Tuesday, July 11, 2006

(PREJUGE TENACE)

Malgré sa moisson de critiques hostiles, nous n'hésitons pas à saluer (ce roman picaresque) comme un ouvrage très-alerte, fort bien écrit, et de lecture franchement plaisante. La tapageuse censure dont on l'accable vient, à n'en point douter, de ceux qui n'ont pas même daigné y jeter un coup d'oeil en vertu d'un préjugé chronique, or vraiment mal fondé : nous voulons parler de cette idée communément répandue selon laquelle un auteur dont tout le succès repose sur des ouvrages purement documentaires serait dans l'incapacité absolue de réussir des oeuvres de fiction. Cette opinion n'est pas défendable -- à peu près comme son contraire, d'ailleurs, qu'on monte pourtant beaucoup plus rarement en épingle. A la vérité, un écrivain réellement excellent, en quelque genre littéraire que ce soit -- entendez dans le domaine des Belles-Lettres, bien sûr, -- ne connaîtra jamais d'échec essentiel en tout autre qu'il déciderait d'aborder, ou pour lequel il saurait éprouver un intérêt suffisant. Le verdict populaire, certes, ne partage pas ce point de vue; mais alors, comme le dit si bien le philosophe Chamfort -- "il y a à parier que toute idée publique, toute convention reçue, est une sottise; car elle a convenu au plus grand nombre." (...)

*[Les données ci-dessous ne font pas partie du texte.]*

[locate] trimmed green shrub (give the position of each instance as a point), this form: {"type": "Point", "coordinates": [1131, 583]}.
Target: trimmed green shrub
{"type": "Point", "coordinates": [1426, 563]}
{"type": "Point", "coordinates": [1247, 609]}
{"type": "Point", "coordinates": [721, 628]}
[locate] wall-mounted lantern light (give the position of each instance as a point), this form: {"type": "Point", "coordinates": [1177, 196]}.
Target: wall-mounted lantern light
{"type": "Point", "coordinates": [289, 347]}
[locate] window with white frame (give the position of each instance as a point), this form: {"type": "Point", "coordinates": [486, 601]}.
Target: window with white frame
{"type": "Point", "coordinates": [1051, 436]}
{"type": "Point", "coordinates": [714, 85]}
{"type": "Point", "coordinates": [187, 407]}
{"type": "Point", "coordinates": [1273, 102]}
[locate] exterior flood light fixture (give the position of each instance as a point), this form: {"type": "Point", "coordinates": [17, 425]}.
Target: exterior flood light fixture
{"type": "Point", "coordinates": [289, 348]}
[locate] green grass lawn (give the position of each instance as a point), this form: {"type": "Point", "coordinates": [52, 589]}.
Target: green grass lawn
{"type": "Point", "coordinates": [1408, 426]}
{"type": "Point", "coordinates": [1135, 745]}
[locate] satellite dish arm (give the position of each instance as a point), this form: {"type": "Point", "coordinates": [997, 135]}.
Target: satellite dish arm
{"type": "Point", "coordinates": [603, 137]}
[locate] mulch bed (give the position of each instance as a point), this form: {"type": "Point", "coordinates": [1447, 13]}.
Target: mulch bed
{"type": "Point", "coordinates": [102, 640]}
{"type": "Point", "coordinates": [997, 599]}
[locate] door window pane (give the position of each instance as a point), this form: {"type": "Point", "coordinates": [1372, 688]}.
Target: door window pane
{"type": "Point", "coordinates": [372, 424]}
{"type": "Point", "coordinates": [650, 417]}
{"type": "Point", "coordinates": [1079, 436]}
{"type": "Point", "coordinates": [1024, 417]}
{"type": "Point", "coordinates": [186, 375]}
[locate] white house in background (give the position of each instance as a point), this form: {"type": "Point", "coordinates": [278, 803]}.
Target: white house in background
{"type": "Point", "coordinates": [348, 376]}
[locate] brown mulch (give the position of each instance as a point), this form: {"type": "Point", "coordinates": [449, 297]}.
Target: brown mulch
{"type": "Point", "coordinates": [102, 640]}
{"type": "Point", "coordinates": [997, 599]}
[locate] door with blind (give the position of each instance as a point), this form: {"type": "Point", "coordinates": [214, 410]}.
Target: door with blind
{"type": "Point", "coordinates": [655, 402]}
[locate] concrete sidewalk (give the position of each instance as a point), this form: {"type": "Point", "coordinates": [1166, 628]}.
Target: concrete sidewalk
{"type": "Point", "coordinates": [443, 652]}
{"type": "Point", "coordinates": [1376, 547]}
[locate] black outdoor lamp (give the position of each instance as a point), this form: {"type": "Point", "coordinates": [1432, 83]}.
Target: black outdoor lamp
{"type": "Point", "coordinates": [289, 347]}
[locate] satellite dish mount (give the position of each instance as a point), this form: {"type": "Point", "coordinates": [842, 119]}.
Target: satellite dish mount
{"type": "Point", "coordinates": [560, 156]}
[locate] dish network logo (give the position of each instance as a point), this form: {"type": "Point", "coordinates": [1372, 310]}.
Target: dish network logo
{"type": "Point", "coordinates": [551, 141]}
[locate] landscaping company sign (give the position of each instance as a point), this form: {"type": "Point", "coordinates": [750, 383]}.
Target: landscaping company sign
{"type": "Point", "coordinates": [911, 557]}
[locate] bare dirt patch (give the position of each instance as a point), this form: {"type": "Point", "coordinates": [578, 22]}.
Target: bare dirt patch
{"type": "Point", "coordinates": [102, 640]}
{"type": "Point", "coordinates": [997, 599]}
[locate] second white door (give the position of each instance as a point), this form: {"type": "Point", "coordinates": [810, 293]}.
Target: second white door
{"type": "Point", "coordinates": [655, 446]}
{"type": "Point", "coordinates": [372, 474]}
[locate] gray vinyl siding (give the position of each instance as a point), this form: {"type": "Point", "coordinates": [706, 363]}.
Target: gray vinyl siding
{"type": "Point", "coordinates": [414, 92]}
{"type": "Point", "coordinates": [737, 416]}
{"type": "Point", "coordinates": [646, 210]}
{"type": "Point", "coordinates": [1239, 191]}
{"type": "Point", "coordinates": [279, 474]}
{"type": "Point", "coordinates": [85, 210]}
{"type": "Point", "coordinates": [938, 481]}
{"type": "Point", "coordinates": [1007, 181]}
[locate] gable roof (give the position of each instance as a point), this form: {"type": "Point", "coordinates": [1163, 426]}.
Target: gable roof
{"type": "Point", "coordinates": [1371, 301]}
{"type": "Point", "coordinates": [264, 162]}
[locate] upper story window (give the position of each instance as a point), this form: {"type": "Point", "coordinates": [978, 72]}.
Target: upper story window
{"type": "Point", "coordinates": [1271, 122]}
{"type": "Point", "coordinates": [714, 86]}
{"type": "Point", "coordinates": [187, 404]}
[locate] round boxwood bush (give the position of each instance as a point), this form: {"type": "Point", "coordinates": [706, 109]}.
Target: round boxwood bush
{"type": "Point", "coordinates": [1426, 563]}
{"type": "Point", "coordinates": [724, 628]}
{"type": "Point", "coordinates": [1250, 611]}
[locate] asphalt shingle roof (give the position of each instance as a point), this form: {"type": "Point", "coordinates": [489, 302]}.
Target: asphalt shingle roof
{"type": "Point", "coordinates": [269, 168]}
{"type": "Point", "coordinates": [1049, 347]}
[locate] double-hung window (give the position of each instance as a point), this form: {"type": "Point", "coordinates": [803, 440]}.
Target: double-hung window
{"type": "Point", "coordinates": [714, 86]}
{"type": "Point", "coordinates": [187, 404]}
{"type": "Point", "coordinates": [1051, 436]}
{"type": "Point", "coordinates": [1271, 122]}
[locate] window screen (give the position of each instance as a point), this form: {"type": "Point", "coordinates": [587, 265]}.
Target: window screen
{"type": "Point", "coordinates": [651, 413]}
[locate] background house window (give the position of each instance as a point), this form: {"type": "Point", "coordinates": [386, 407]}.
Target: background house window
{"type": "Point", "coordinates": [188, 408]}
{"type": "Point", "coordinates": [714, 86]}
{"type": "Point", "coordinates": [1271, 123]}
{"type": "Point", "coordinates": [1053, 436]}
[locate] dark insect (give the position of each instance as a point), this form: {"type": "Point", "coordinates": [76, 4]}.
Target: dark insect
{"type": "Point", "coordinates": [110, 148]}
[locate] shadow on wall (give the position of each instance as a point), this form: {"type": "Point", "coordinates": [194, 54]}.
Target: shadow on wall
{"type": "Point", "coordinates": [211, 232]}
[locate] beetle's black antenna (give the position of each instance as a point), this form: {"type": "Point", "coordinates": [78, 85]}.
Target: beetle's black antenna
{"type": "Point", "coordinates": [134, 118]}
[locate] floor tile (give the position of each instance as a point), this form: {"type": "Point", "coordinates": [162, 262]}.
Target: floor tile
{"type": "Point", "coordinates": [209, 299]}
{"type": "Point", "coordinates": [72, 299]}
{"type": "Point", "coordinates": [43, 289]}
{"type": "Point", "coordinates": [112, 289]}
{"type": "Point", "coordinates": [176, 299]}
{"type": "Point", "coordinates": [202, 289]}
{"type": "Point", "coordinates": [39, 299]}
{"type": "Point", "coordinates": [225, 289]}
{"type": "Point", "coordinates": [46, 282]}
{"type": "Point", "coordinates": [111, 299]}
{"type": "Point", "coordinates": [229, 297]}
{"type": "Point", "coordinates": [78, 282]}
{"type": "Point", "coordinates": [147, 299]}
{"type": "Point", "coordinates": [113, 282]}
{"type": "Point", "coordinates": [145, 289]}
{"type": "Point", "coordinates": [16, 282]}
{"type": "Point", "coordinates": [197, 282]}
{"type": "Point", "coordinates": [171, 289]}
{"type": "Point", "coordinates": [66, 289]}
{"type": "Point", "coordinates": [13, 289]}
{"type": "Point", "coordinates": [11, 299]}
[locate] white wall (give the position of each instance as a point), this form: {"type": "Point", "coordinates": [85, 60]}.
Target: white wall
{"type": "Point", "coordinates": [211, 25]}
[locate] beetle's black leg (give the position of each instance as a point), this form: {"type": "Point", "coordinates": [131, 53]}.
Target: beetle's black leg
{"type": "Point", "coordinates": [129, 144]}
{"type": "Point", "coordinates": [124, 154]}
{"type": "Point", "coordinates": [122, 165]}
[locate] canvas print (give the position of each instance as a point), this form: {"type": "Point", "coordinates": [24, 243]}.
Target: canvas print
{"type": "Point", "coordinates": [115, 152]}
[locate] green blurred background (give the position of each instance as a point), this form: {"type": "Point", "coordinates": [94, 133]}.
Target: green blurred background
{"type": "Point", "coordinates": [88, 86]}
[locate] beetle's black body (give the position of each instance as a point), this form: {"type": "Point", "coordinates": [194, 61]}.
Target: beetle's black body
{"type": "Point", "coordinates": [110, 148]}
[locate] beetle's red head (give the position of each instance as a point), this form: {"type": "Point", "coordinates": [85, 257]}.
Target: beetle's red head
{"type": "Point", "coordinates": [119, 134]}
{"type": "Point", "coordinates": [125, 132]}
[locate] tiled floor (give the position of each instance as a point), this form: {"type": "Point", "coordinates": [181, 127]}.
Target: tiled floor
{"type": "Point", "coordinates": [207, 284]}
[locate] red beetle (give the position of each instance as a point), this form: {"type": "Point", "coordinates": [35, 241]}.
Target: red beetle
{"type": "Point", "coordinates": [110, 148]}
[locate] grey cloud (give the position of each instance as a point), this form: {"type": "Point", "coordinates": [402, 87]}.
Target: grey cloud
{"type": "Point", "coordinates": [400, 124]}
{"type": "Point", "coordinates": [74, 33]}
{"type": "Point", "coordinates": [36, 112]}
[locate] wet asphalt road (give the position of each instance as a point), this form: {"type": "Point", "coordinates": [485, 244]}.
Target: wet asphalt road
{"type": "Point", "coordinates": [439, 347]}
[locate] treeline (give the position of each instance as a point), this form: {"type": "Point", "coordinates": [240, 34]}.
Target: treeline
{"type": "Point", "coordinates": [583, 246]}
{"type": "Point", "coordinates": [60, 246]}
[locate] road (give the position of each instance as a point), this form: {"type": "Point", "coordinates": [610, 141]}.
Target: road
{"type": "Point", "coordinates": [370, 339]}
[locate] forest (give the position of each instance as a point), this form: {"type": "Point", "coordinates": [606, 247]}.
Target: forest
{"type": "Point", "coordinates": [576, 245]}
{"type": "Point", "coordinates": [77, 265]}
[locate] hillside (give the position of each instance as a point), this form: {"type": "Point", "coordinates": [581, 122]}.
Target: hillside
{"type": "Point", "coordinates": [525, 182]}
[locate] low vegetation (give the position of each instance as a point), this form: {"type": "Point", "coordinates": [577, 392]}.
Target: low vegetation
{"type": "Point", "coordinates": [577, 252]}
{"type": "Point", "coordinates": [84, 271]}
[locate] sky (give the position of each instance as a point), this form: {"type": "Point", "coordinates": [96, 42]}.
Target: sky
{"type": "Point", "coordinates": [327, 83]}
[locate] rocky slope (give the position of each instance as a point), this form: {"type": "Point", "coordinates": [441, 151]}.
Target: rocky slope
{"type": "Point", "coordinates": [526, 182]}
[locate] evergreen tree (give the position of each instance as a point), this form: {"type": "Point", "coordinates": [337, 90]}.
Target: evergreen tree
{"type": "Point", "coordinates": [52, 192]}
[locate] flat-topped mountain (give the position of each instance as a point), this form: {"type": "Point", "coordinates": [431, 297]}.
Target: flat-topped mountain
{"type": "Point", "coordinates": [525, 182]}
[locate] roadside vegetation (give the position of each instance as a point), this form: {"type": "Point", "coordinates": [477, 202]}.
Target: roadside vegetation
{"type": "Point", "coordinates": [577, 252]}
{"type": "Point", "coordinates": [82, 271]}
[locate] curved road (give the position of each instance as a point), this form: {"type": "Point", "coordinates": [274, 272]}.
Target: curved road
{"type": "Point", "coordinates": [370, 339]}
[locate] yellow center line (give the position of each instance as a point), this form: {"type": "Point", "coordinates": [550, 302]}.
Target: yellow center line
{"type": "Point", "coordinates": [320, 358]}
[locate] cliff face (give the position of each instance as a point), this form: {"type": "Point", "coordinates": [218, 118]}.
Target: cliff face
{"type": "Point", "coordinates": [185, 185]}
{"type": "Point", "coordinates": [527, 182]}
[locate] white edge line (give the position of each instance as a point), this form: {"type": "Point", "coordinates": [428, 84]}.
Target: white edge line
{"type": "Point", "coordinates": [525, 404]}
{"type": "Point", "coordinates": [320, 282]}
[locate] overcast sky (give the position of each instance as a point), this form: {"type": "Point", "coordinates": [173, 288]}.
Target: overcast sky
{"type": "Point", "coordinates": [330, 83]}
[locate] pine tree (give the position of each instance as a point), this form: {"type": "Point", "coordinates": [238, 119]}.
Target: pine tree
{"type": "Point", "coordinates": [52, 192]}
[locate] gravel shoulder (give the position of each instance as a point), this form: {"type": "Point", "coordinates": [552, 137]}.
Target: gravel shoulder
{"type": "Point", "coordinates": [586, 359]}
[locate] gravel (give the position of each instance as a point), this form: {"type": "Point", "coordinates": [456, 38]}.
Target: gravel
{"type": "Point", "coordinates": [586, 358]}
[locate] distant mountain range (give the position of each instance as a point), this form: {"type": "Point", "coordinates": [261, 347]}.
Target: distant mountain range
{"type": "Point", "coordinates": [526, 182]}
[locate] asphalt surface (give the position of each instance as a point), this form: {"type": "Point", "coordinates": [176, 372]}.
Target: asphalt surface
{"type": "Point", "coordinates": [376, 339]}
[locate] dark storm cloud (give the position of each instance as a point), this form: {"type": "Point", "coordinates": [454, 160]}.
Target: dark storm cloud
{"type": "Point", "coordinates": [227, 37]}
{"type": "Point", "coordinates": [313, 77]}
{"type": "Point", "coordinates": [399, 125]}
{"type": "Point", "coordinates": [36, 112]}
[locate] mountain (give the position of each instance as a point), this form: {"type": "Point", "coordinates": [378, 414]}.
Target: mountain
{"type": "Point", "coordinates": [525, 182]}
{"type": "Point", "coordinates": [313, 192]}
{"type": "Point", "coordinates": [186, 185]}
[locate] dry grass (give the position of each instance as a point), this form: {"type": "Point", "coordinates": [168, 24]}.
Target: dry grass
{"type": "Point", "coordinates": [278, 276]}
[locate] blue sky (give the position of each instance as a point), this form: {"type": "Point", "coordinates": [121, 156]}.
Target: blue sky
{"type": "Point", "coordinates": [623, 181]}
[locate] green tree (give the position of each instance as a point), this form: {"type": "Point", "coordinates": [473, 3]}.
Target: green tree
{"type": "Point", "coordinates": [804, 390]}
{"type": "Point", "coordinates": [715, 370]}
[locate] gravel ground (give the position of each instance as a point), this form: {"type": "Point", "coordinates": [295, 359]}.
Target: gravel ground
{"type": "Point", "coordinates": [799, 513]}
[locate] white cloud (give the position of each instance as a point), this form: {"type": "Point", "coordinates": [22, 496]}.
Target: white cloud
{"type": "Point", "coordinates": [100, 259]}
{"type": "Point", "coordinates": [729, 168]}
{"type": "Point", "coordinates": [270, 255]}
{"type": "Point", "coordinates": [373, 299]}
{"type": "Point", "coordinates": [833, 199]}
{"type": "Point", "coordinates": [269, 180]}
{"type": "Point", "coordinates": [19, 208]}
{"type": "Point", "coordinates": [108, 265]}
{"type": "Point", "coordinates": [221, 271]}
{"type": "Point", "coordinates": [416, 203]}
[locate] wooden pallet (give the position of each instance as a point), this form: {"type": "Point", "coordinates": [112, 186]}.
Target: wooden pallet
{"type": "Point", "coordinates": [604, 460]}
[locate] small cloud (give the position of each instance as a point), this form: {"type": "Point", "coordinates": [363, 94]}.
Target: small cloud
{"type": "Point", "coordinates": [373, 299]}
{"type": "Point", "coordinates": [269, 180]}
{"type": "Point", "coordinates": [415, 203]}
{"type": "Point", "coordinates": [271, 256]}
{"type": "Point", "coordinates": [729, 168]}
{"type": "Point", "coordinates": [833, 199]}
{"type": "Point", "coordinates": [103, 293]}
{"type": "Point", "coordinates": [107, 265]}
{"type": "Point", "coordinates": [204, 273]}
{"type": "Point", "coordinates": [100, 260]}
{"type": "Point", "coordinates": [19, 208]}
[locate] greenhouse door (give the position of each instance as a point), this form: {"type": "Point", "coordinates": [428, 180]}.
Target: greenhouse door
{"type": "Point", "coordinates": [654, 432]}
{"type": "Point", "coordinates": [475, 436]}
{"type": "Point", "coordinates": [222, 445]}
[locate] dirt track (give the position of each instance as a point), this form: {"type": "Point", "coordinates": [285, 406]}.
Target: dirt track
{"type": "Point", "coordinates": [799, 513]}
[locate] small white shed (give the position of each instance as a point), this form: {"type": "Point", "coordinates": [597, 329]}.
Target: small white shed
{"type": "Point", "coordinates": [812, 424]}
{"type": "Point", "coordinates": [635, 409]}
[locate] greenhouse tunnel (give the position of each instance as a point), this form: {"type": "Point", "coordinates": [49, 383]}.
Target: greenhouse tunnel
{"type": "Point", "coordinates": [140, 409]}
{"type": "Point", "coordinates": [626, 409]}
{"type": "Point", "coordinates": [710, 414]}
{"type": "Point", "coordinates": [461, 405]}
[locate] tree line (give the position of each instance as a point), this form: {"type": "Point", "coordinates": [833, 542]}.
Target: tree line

(Extrait du compte-rendu critique de "Salomon Labascule", un truculent récit d'aventures par J. P. Robertson, l'auteur de plusieurs livres savants sur le Paraguay -- Septembre 1839.
Non reproduit dans l'édition posthume de 1850.
Poe donne la maxime de Chamfort en français, tout comme, cinq ans plus tard, dans "La Lettre Volée".)